Recently there’s been a movement towards nose to tail eating. That is, consuming many different parts of an animal, so it doesn’t go to waste.
The phrase ‘If you’re going to kill the animal, it seems only polite to use the whole thing’ was coined by London restaurateur Fergus Henderson in his 2004 book ‘The Whole Beast: Nose to Tail Eating’ The award-winning book sparked an interest in the Slow Food movement and getting more ‘connected’ with our food.
Chefs started getting more creative with ingredients and opened people’s eyes to a more adventurous style of cooking. But if a pig’s head or trotters turned up on the table at a restaurant or a friend’s house, how would you feel about it? Along with any new food trend, there has to be a mental shift in those participating in the eating of said head or trotters.
For many people it’s simply too hard to stomach, and why there is a distinct appeal in the choicest cuts of fillets, loins or legs that are wrapped in plastic and disconnected from the animal from whence they came. And let’s face it, it’s more convenient to grab a perfectly portioned piece of packaged meat in the supermarket, especially if you’ve little time and hungry mouths to feed. Then there’s the offal that is an acquired taste, unless you grew up having it as a kid and aren’t squeamish about innards.
But it’s this preoccupation with perfection when it comes to our food that is contributing to a whole lot of wastage worldwide in the food industry. Supermarkets simply reject anything that doesn’t measure up to a certain grade or fit the needs of what shoppers want, so what happens to imperfectly formed produce and leftover cuts of meat?
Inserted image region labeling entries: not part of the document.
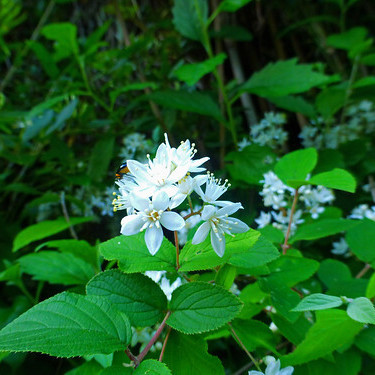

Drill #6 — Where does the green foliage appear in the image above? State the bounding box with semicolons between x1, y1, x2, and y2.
168;282;242;334
0;292;131;357
86;270;167;327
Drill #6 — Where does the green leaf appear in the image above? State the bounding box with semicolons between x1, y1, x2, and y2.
133;359;172;375
225;144;276;185
292;293;343;311
86;270;167;327
180;229;259;272
308;168;356;193
87;137;115;181
228;236;280;268
0;292;131;357
289;219;358;243
41;22;79;61
281;309;362;367
172;0;208;42
345;219;375;263
163;331;225;375
174;53;227;86
99;233;176;273
218;0;252;13
147;90;225;122
167;282;242;334
231;319;278;355
274;148;318;187
239;59;339;98
354;326;375;356
12;217;92;252
346;297;375;324
267;96;316;118
18;251;95;285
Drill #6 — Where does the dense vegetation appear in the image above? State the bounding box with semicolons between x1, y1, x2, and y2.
0;0;375;375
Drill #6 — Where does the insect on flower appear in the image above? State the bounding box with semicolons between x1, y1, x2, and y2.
115;162;130;180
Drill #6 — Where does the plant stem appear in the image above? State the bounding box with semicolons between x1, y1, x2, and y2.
159;327;172;362
355;263;371;279
282;189;298;255
228;323;262;371
135;311;171;367
173;230;180;271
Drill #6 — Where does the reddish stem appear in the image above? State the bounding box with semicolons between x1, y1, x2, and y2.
159;327;172;362
134;311;171;367
282;189;298;255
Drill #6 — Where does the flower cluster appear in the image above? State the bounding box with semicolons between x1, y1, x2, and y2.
299;100;375;149
255;171;335;232
113;135;249;256
238;112;288;151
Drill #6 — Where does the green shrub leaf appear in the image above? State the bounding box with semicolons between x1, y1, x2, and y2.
0;292;131;357
86;270;167;327
167;282;242;334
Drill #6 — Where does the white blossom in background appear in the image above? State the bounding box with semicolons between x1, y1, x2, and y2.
238;112;288;151
113;135;249;258
249;356;294;375
145;271;182;301
299;100;375;149
255;171;335;234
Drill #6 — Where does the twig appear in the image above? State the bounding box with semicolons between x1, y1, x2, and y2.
282;189;298;255
159;327;172;362
228;323;262;371
60;191;78;240
135;311;171;367
355;263;371;279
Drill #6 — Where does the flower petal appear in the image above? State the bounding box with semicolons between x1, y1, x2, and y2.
191;221;211;245
152;190;169;211
160;211;185;230
227;217;250;233
211;230;225;258
145;226;163;255
216;203;243;216
121;215;144;236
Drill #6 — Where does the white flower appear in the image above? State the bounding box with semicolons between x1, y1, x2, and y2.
249;356;294;375
195;172;232;206
192;203;249;257
121;192;185;255
254;211;271;229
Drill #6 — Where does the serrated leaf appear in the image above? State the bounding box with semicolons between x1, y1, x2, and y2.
345;219;375;263
239;59;339;98
180;229;260;272
346;297;375;324
289;219;358;243
292;293;343;311
174;53;227;86
12;217;92;252
0;292;131;357
281;309;362;367
18;251;95;285
228;236;280;268
147;90;225;122
274;148;318;185
231;319;278;355
167;282;242;334
86;270;167;327
308;168;356;193
163;331;225;375
172;0;208;42
99;233;176;273
133;359;172;375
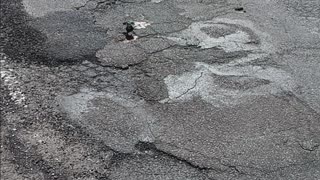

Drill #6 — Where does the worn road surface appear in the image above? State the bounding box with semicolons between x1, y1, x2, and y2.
0;0;320;180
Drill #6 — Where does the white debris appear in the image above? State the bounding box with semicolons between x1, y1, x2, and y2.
0;54;26;105
133;22;151;29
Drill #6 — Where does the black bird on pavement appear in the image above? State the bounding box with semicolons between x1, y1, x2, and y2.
123;22;134;34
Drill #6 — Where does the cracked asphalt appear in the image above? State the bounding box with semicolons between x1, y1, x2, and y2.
0;0;320;180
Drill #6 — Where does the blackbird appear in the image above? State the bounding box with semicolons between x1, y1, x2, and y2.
123;22;134;34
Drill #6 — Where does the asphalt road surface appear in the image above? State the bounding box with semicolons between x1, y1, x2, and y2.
0;0;320;180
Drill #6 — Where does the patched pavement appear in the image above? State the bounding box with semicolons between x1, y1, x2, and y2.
1;0;320;180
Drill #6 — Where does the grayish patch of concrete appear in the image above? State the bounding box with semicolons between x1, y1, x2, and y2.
22;0;88;17
168;18;274;52
96;41;147;68
162;55;296;106
30;11;107;60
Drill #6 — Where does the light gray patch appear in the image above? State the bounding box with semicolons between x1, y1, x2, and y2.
22;0;89;17
168;18;274;52
137;77;168;101
161;55;297;106
137;38;173;54
30;11;107;60
96;42;147;68
200;25;236;38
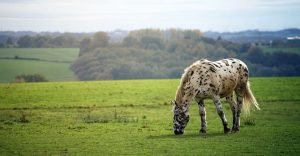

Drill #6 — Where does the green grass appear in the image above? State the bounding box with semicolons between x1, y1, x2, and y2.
0;48;78;82
0;78;300;155
262;46;300;54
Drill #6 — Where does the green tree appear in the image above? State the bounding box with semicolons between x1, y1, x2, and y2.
17;35;33;48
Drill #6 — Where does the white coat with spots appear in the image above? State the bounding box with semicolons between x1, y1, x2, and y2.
173;58;259;134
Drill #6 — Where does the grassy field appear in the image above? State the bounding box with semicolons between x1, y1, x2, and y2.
0;78;300;155
262;46;300;54
0;48;79;82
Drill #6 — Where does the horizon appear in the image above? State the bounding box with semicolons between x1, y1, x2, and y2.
0;27;300;34
0;0;300;33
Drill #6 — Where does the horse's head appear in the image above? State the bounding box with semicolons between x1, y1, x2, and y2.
172;101;190;135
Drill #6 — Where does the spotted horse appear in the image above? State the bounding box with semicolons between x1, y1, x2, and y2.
172;58;259;135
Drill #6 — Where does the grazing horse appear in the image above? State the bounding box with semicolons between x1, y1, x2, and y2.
172;58;259;135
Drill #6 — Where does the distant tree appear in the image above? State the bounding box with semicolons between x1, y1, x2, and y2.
92;32;109;49
6;37;14;47
15;74;48;82
122;36;139;47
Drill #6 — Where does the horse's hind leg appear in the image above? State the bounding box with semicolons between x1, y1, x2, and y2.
213;97;230;133
226;93;237;132
232;93;244;132
195;98;207;133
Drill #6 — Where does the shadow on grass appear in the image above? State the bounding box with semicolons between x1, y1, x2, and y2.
148;132;235;139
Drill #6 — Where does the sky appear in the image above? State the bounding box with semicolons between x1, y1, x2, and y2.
0;0;300;32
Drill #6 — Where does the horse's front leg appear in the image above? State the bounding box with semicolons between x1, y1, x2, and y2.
213;96;230;133
196;99;207;133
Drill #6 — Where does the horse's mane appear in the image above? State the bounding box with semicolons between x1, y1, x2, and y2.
175;59;208;105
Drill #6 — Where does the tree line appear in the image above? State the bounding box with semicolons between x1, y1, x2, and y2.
71;29;300;80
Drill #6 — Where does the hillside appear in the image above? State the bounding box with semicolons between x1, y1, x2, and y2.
0;78;300;156
71;29;300;80
0;48;78;82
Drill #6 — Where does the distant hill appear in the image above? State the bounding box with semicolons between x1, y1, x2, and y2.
0;28;300;43
204;28;300;43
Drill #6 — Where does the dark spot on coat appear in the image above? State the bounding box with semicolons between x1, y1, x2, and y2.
209;67;216;73
209;83;216;88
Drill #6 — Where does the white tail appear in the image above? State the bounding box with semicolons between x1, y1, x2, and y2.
243;81;260;116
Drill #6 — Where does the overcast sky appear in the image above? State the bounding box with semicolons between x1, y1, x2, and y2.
0;0;300;32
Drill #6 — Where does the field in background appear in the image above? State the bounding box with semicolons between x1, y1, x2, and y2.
0;48;79;82
0;78;300;155
262;46;300;54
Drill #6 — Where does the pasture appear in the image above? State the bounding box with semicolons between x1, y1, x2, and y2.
0;77;300;155
0;48;79;82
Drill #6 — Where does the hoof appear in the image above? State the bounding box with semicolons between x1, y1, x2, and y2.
224;127;231;134
174;130;183;135
199;129;206;134
231;127;240;133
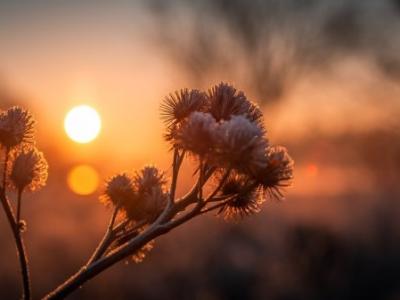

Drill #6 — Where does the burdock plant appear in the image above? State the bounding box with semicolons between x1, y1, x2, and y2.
0;83;293;299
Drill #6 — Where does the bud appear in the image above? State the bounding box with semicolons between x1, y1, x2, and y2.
254;146;294;199
216;116;268;173
0;106;35;149
176;112;218;157
8;146;48;191
101;173;135;207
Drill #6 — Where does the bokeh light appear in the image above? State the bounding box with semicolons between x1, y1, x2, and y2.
64;105;101;144
67;165;100;196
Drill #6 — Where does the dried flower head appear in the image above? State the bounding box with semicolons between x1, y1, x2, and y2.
220;174;264;220
8;146;48;191
161;89;206;126
208;82;263;126
0;106;35;149
254;146;294;199
132;240;155;264
126;166;167;222
176;112;218;157
216;116;268;173
134;166;167;193
101;173;135;209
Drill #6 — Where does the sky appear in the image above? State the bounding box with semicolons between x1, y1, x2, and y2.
0;0;400;195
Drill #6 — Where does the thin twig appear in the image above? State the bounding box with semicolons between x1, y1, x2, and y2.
205;169;232;202
87;207;119;265
0;149;31;300
15;189;23;226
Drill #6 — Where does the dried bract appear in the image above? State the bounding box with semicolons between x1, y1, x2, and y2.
176;112;218;157
216;116;268;173
208;82;263;126
220;174;263;220
0;106;35;149
8;146;48;191
101;173;135;209
161;89;206;126
254;146;294;199
126;166;167;222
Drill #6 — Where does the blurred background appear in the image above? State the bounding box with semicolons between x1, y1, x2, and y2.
0;0;400;300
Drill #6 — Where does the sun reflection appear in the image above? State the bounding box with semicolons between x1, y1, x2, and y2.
67;165;100;196
307;164;319;177
64;105;101;144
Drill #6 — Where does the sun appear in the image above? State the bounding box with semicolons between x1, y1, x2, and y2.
64;105;101;144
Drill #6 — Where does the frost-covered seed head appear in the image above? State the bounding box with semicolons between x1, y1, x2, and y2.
0;106;35;149
208;82;263;126
216;116;268;173
161;89;206;126
101;173;135;208
220;174;263;220
126;166;168;222
8;146;48;191
254;146;294;199
176;112;218;157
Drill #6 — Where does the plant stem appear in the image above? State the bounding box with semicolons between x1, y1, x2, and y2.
87;207;119;265
2;147;10;192
44;226;163;300
15;189;22;226
0;148;31;300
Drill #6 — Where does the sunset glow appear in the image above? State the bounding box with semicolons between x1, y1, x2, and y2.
67;165;100;196
64;105;101;144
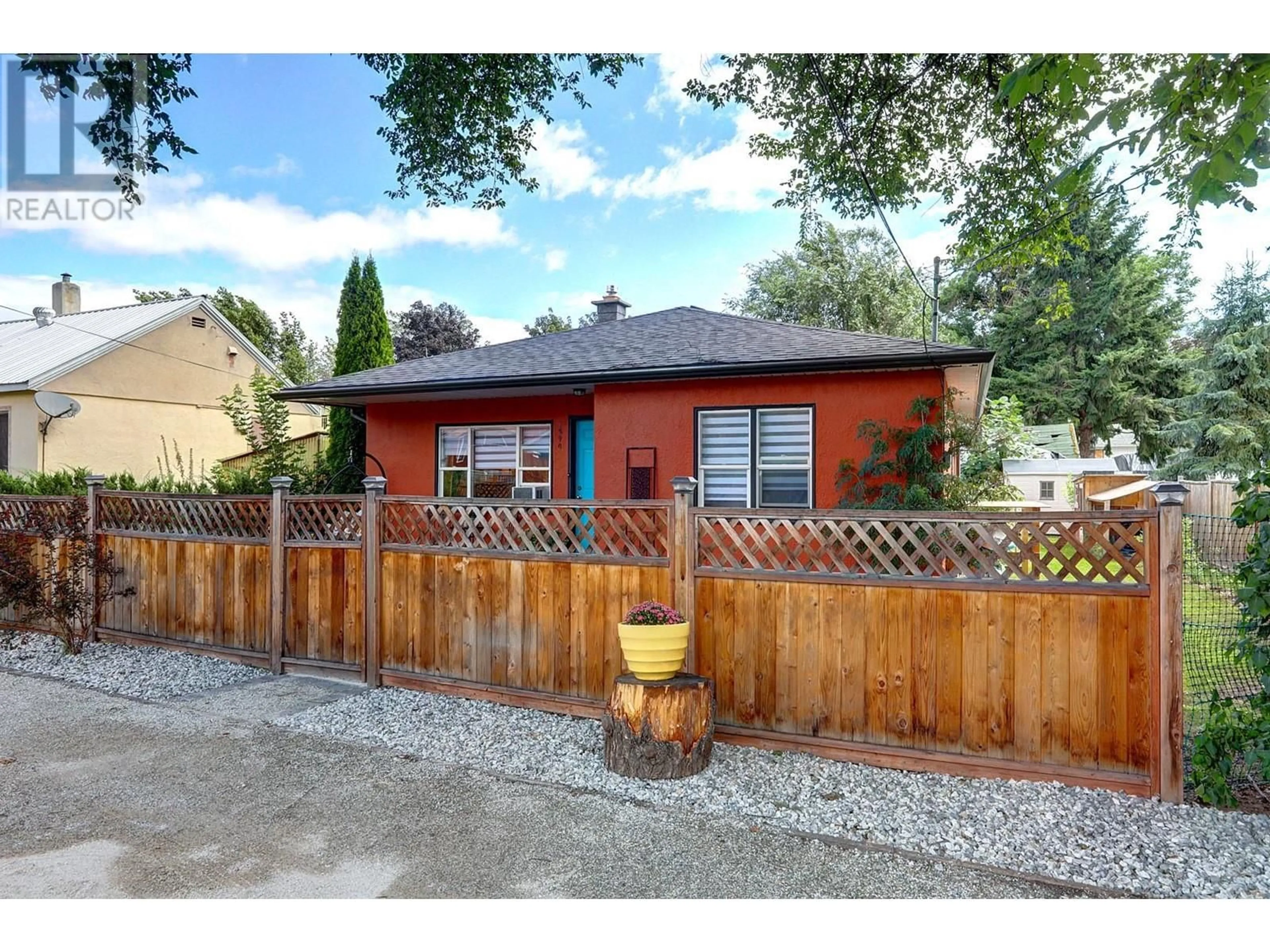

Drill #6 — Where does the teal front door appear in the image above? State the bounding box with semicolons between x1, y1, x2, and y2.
569;417;596;499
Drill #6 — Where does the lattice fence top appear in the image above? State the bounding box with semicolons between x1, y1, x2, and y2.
380;499;671;560
696;510;1153;586
97;493;269;542
0;496;83;532
286;495;366;544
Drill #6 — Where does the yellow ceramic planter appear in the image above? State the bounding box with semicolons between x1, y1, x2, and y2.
617;622;688;680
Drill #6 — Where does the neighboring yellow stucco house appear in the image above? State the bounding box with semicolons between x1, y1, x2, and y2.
0;274;321;479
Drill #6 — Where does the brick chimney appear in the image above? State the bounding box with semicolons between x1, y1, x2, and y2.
591;284;630;324
53;272;79;316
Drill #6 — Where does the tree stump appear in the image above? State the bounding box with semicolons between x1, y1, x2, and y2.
602;674;715;781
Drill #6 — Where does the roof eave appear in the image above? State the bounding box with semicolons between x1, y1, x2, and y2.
273;349;995;406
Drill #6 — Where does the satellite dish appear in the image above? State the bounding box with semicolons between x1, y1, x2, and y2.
36;390;80;419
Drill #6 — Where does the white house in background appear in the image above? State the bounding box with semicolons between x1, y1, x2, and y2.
1001;457;1122;510
0;274;321;479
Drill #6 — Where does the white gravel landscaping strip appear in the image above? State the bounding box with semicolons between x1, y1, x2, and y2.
275;688;1270;896
0;631;268;701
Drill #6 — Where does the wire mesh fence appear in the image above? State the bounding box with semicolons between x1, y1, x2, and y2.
1182;514;1258;781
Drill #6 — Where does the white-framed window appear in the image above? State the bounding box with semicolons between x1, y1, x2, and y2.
437;423;551;499
697;406;813;508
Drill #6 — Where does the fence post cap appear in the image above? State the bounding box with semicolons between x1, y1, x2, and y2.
1151;482;1190;505
671;476;697;493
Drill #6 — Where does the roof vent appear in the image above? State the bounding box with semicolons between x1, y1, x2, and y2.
53;272;80;315
591;284;630;324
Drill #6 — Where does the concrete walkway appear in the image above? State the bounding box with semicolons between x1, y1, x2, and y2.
0;673;1088;897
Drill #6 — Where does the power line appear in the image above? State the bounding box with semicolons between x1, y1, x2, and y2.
805;55;931;302
0;305;278;379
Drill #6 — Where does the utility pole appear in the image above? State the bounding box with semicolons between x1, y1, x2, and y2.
931;255;940;341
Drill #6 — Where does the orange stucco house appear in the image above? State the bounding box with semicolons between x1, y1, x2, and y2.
278;288;992;508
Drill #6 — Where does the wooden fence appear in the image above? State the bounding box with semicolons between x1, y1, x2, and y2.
0;479;1181;800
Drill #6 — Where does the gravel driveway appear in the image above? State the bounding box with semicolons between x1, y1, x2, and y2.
0;673;1082;897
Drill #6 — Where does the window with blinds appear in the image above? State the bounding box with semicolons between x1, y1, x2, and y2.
697;410;750;508
697;406;812;508
754;406;812;506
437;423;551;499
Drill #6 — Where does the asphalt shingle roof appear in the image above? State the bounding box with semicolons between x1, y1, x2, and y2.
281;307;992;402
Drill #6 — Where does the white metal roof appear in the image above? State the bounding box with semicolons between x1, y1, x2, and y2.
0;297;211;390
0;297;319;413
1086;480;1160;503
1001;456;1119;476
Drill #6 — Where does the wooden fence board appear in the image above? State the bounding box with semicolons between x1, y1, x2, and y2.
1013;594;1045;760
933;591;965;750
1040;598;1072;764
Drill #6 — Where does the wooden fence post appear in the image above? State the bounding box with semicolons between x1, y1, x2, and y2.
671;476;697;671
84;475;106;641
362;476;389;688
269;476;293;674
1152;482;1187;804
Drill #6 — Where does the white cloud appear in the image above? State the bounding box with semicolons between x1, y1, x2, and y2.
612;113;790;212
1129;180;1270;308
0;274;531;360
644;53;728;115
230;152;300;179
5;174;516;272
525;119;610;198
469;313;528;344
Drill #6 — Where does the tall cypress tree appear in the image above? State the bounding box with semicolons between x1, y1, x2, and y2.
1164;259;1270;479
326;255;393;493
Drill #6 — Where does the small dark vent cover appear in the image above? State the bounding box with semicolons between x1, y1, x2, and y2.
626;447;656;499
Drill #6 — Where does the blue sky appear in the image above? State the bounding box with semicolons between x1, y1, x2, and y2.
0;53;1270;350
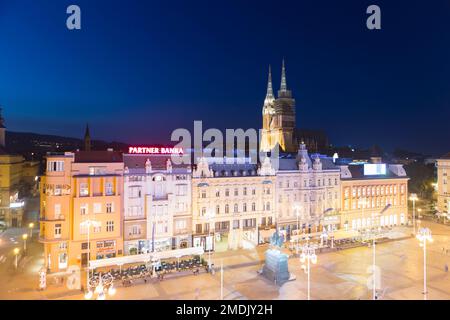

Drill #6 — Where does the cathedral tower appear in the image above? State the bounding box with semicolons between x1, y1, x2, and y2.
84;124;91;151
260;60;298;152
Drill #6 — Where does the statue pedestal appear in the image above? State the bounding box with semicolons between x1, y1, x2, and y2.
262;249;291;286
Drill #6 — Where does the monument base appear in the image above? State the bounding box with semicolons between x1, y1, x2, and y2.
261;249;295;286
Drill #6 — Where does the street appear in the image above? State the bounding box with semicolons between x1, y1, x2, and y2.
0;222;450;300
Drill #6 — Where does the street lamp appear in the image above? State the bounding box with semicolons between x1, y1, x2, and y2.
85;273;116;300
409;193;419;234
294;204;300;256
13;248;20;270
28;222;34;239
371;204;391;300
300;244;317;300
416;228;433;300
80;219;101;299
358;198;368;231
22;233;28;252
205;213;214;272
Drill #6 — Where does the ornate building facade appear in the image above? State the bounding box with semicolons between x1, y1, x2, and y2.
276;143;341;235
124;154;192;254
192;158;276;251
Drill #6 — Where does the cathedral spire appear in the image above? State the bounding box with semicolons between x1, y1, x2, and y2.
264;65;275;105
278;59;292;98
84;124;91;151
280;59;287;92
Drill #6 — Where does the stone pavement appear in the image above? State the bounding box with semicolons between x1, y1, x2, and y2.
0;221;450;300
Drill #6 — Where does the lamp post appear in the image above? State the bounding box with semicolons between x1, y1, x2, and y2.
80;219;101;299
13;248;20;270
409;193;419;234
85;273;116;300
28;222;34;239
22;233;28;252
300;244;317;300
416;228;433;300
358;198;367;232
371;204;391;300
294;204;300;256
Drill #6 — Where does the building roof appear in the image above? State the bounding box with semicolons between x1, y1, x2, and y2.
438;152;450;159
342;164;408;180
123;154;191;174
74;150;123;163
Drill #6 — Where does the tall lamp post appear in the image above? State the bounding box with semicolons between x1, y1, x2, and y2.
28;222;34;239
13;248;20;270
409;193;419;234
80;219;101;299
22;233;28;252
416;228;433;300
372;204;391;300
300;244;317;300
294;204;300;256
358;198;367;232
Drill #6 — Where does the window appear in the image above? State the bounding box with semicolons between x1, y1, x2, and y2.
106;221;114;232
80;204;88;216
47;161;64;172
80;182;89;197
55;223;62;238
55;203;61;219
130;186;142;199
94;203;102;214
105;182;114;196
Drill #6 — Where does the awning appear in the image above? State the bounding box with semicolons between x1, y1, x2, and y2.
328;230;360;240
89;247;204;269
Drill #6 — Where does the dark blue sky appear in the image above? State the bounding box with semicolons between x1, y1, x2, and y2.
0;0;450;154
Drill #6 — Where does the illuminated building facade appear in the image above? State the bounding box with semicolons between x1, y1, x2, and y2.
276;143;341;236
124;152;192;255
436;153;450;214
40;150;124;272
192;158;276;251
341;158;409;230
They end up in the rubbish.
That’s a whole lot of wastage and a narrowed enjoyment of food, say chefs like Dan Barber who runs a New York pop-up restaurant called WastED. He prevents waste in the field by serving delicious meals made from ingredients such as pasta trimmings, off-grade sweet potatoes, bruised beets and second class grains and seeds.
Here in Australia, the nose to tail movement is picking up momentum with farms such as River Cottage Australia in NSW embracing the philosophy of ‘nothing is wasted, and everything is celebrated’. It runs a nose to tail cooking course that teaches home cooks how to ‘love offal’ with a day of learning how to cook lesser-used cuts of meat.
So next time you’re planning your shopping list, consider how you could use the cheaper, less popular cuts of meat from organic, sustainable producers. It may not be as quick to cook, but at least, you’ll know the animal was raised humanely, and its life didn’t go to waste.